Nesse novo ambiente, também as atividades diárias e os hábitos precisam ser reinventados. No meu caso, como vim para cursar um mestrado na Universidade isso facilitou o início da formação de um círculo social com integração dos colegas em atividades no dia a dia. Conheci colegas que se tornaram genuínos amigos de jornada comum.

O segundo sentimento é o de medo pelo futuro, afinal, não se tem certeza acerca do dia de amanhã. Tudo é muito volátil nesse momento inicial. Além disso, há a necessidade de se inserir em um mercado de trabalho totalmente novo e sem contatos profissionais. Para um advogado autônomo, o mais importante são os clientes, em um lugar novo, não se conhece ninguém, tudo começa do zero. Basicamente todos os contatos feitos ao longo da vida já não mais existem, todas as pessoas, amigos, etc., ficaram a um oceano de distância.

O terceiro sentimento refere-se à saudade, a qual a distância de quem amamos impõe diariamente. O pesar por quem ficou, algumas vezes, o remorso por deixarmos pessoas que talvez nunca mais poderemos ver ou tocar faz o peito apertar em cada lapso de recordação.

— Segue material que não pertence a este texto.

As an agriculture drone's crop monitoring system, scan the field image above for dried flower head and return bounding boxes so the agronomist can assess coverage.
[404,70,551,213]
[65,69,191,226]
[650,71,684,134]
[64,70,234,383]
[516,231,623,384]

Por outro lado, tem-se o sentimento de desafio e motivação por poder buscar o novo, de se ter novas oportunidades para alcançar tudo que sobrevém de um mundo totalmente diferente envolto por novidades. Há uma cidade inteira e seus arredores para conhecer, suas ruas, bares, restaurantes, shoppings, mercados, praças, parques, praias, a cultura, os hábitos… Percebe-se que para tudo isso é importante ter amigos com ideias e planos em comum.

É um sentimento de recomeço, é a oportunidade de traçar novos caminhos e alcançar outros fins. É a vida acontecendo no agora e não no amanhã!